Jimmy Carter is even worse. He doesn’t even see moral equivalence. He blames everything on Israel. Jimmy Carter should look in the mirror more often and he will see that he himself bears much of the blame for the death and destruction that he deplores. In his book, Palestine: Peace Not Apartheid, he says it would have been “suicidal” for Yasser Arafat to accept the generous offer made by Bill Clinton and Ehud Barak at Camp David in Taba. Remember that that offer included independent statehood for the Palestinian people on all of the Gaza and 97% of the West Bank, an end to all Jewish settlements, no checkpoints, a Palestinian capital in East Jerusalem and a $35 billion refugee reparation package. Think for a moment of what Carter is saying when he warns that any Palestinian leader who might accept such an offer would be assassinated. What is he saying about the Palestinian people? That they will never accept peace without violence? That they will always kill their leaders who make peace with Israel, as the Muslim brotherhood murdered Anwar Sadat of Egypt, and as Muslim extremists killed the first King Abdullah of Jordan. Whether he advised Yassir Arafat before the fact to reject the Camp David offer, which the evidence strongly suggests, or whether he is merely making that suggestions to future Palestinian leaders, he has clearly become a barrier to peace. If he in fact told Arafat to reject the offer, then he is an important contributing cause to the current crisis.

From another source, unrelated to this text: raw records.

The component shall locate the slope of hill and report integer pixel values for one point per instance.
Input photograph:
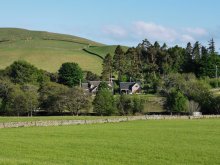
(103, 50)
(48, 50)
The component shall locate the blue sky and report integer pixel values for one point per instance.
(119, 22)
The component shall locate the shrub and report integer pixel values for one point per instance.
(177, 102)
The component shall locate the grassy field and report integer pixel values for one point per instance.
(46, 118)
(47, 50)
(103, 50)
(140, 142)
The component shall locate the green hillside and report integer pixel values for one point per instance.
(49, 50)
(103, 50)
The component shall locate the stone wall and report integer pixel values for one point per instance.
(106, 120)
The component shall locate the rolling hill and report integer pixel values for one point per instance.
(49, 50)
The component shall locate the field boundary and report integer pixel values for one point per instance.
(106, 120)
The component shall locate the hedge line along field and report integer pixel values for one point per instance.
(138, 142)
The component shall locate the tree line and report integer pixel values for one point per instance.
(183, 75)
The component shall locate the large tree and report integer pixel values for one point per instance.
(103, 103)
(119, 62)
(107, 67)
(76, 100)
(70, 74)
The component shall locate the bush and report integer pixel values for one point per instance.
(70, 74)
(103, 103)
(177, 102)
(128, 105)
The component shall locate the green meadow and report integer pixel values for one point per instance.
(49, 50)
(127, 143)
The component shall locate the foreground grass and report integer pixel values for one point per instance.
(46, 118)
(139, 142)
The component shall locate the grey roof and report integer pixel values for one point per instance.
(127, 85)
(96, 83)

The sad reality is that religious doctrines are as easily manipulated by cynical churchmen as anything Thomas Bentham ever proposed in the name of utilitarianism.
Bill Moyers ended a letter to the New York Times in which he defended his moral equivalency statement by saying that to be indifferent to suffering is “to be as blind as Sampson in Gaza.” No, Mr. Moyers, to be indifferent to the crucial difference between what terrorists do, namely try to kill as many civilians as possible from behind human shields, and what democracies such as Israel and the United States do, namely try to stop terrorists from killing with the minimum possible injury to civilians, is truly to be “eyeless in Gaza.”